Suppose you have genomes and you want to characterize them. One of the ways to do that is to build a table of what genes are in each genome and what are not there.
- Create a local BLAST db of your genome sequence/contigs. One db per one genome.
- Create a file with sequences of genes you what to explore. This file will be the input file for the workflow.
- Setup location and name of BLAST db you created for the first genome.
- Setup output files: report location and output file with annotated (with BLAST) sequence. You might want to delete the "Write Sequence" element if you do not need output sequences.
- Run the workflow.
- Run the workflow on the same input and output files changing BLAST db for each genome that you have.

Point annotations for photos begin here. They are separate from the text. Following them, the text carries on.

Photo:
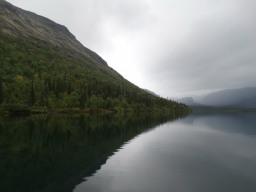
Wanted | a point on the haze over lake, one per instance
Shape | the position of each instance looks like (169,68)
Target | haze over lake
(214,152)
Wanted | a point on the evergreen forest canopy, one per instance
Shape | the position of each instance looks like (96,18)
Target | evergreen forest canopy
(36,76)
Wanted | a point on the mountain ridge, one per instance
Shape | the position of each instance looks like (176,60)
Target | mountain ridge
(45,68)
(48,31)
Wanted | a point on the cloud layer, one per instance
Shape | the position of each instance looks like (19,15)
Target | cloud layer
(174,48)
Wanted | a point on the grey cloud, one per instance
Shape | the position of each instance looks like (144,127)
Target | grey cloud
(176,47)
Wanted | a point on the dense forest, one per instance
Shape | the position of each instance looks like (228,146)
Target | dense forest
(35,77)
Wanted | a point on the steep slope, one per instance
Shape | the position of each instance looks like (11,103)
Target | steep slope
(44,68)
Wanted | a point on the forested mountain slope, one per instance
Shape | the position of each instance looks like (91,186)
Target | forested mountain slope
(44,68)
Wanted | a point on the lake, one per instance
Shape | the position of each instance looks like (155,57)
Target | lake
(128,153)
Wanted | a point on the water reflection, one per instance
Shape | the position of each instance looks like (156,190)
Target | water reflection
(214,152)
(55,153)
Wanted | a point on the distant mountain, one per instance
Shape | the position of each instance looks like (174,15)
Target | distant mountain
(151,92)
(43,67)
(243,98)
(188,101)
(240,98)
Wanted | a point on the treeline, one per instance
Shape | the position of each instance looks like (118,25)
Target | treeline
(35,77)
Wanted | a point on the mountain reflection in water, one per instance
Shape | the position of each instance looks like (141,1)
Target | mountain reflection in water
(54,153)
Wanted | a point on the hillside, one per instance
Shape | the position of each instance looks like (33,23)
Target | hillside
(45,69)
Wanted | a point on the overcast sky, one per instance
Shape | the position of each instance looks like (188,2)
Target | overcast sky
(175,48)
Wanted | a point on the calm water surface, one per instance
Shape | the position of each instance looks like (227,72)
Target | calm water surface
(199,153)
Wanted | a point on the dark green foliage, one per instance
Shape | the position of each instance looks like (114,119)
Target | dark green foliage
(35,74)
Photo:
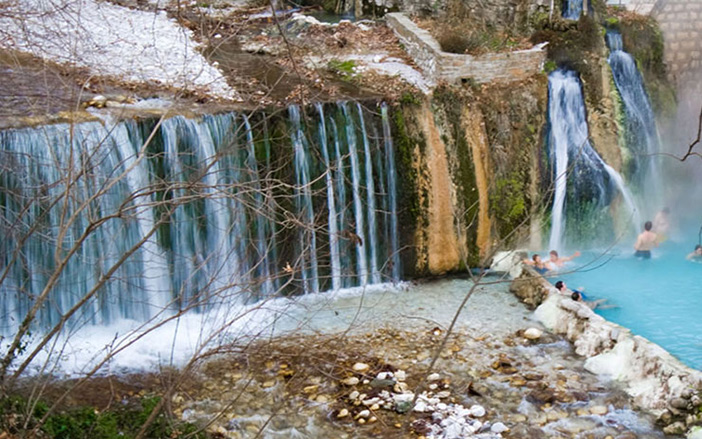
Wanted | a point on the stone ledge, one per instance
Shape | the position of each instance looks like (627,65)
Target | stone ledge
(652,376)
(455,68)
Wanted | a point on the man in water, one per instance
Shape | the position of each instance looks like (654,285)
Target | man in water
(645,242)
(563,289)
(661,224)
(558,261)
(592,304)
(696,255)
(540,266)
(579,296)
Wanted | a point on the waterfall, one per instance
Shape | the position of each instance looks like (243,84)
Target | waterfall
(572,9)
(214,211)
(574,162)
(360,234)
(392,194)
(331,203)
(308,233)
(370,196)
(59,182)
(641,133)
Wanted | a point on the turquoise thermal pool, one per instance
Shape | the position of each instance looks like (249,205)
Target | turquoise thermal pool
(659,299)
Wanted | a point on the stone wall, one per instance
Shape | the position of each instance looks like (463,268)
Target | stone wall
(681,23)
(656,380)
(453,68)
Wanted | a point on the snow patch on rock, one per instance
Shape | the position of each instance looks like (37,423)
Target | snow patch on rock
(111,40)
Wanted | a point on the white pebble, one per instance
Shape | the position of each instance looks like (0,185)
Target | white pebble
(351,381)
(533,333)
(498,427)
(477,411)
(361,367)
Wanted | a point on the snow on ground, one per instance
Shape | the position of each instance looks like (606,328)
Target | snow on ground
(380,63)
(111,40)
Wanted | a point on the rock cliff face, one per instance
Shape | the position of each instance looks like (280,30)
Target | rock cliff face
(477,164)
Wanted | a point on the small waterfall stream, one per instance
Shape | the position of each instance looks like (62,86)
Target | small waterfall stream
(223,209)
(573,9)
(641,133)
(575,163)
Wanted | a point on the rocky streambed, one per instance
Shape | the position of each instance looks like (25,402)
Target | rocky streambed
(497,375)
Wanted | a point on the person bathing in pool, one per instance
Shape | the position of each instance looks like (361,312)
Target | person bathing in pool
(592,304)
(696,255)
(558,261)
(645,242)
(539,265)
(579,296)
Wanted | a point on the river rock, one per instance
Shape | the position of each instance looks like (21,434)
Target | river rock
(350,381)
(310,389)
(498,427)
(533,333)
(477,411)
(361,367)
(362,414)
(380,384)
(541,396)
(599,410)
(676,428)
(679,403)
(695,433)
(384,375)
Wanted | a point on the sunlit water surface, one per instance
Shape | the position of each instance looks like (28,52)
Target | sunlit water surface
(659,298)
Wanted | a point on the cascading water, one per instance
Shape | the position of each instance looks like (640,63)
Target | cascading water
(208,212)
(641,133)
(572,9)
(582,180)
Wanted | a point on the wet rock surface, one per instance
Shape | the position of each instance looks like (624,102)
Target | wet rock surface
(487,384)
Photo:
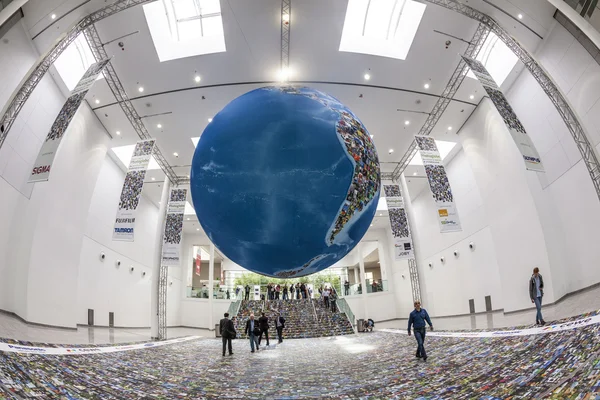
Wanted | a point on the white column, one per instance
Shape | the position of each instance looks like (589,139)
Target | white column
(211,276)
(160,227)
(363,280)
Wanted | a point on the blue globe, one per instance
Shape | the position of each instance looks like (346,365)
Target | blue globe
(285,181)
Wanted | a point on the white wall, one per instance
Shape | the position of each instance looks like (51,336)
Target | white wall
(52,232)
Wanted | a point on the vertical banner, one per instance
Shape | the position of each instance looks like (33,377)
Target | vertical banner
(171,251)
(198,262)
(439,184)
(43,162)
(403,248)
(530,155)
(132,190)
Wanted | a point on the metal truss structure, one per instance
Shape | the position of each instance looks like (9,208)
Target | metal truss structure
(548,85)
(163,275)
(440,106)
(286,8)
(414,279)
(19,97)
(93,39)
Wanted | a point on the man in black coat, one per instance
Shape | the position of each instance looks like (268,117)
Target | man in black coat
(263,324)
(279,325)
(226,329)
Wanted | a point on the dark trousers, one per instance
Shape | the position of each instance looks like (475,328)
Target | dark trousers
(420,336)
(266,332)
(227,341)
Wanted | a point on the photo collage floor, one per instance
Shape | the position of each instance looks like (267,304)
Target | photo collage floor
(378,365)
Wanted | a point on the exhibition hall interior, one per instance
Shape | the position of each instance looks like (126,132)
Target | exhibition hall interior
(299,199)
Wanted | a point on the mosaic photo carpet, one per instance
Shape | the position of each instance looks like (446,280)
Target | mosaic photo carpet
(378,365)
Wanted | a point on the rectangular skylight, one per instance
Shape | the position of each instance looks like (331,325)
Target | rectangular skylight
(497,58)
(185,28)
(124,154)
(383,28)
(443,147)
(74,61)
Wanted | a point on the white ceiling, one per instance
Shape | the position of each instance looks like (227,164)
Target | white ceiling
(252,37)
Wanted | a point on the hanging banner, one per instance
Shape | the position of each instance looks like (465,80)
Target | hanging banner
(198,262)
(530,155)
(171,251)
(403,248)
(43,163)
(439,184)
(132,190)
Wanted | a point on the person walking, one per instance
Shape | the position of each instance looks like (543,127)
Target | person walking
(279,325)
(251,329)
(263,325)
(417,320)
(285,296)
(536,292)
(227,331)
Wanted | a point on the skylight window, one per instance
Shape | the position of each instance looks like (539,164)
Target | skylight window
(124,154)
(383,28)
(74,61)
(185,28)
(497,58)
(443,147)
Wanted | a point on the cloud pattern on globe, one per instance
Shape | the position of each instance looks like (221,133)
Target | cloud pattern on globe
(285,181)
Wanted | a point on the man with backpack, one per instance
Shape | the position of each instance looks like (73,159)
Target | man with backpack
(227,331)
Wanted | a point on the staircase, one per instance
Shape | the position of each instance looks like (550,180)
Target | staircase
(305,318)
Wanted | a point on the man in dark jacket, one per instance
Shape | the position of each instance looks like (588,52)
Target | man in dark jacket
(226,328)
(263,324)
(536,292)
(417,319)
(279,325)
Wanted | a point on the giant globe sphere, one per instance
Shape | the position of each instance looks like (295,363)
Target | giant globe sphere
(285,181)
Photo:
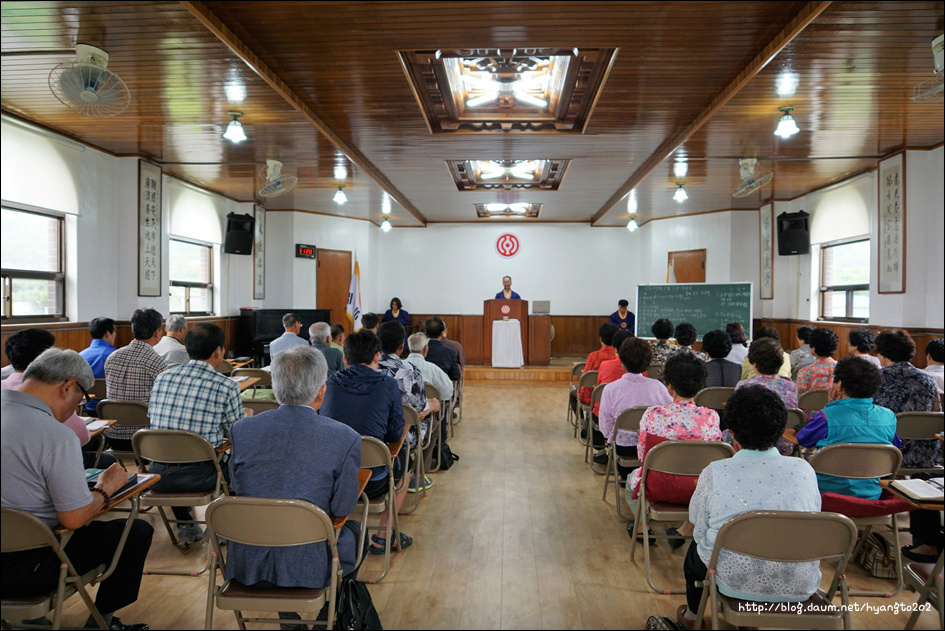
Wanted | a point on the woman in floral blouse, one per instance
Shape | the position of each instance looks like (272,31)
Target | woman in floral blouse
(680,420)
(819,375)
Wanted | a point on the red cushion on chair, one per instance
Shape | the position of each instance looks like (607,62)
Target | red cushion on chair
(887,504)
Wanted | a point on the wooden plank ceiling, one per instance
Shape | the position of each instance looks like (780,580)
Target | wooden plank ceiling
(320,85)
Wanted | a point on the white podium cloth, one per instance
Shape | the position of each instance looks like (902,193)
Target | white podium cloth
(507,344)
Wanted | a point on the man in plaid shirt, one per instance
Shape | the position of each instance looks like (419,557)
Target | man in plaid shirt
(131,370)
(196,398)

As the result you will get the report file. With "Yes" and "No" field. "Yes" answer means that the gene is in the genome. "No" answer MIGHT mean that there is no gene in the genome. It is a good idea to analyze all the "No" sequences using annotated files. Just open a file and find a sequence with a name of a gene that has "No" result.
If you haven't used the workflow samples in UGENE before, look at the "How to Use Sample Workflows" section of the documentation.
Workflow Sample Location
The workflow sample "Gene-by-gene Approach for Characterization of Genomes" can be found in the "Scenarios" section of the Workflow Designer samples.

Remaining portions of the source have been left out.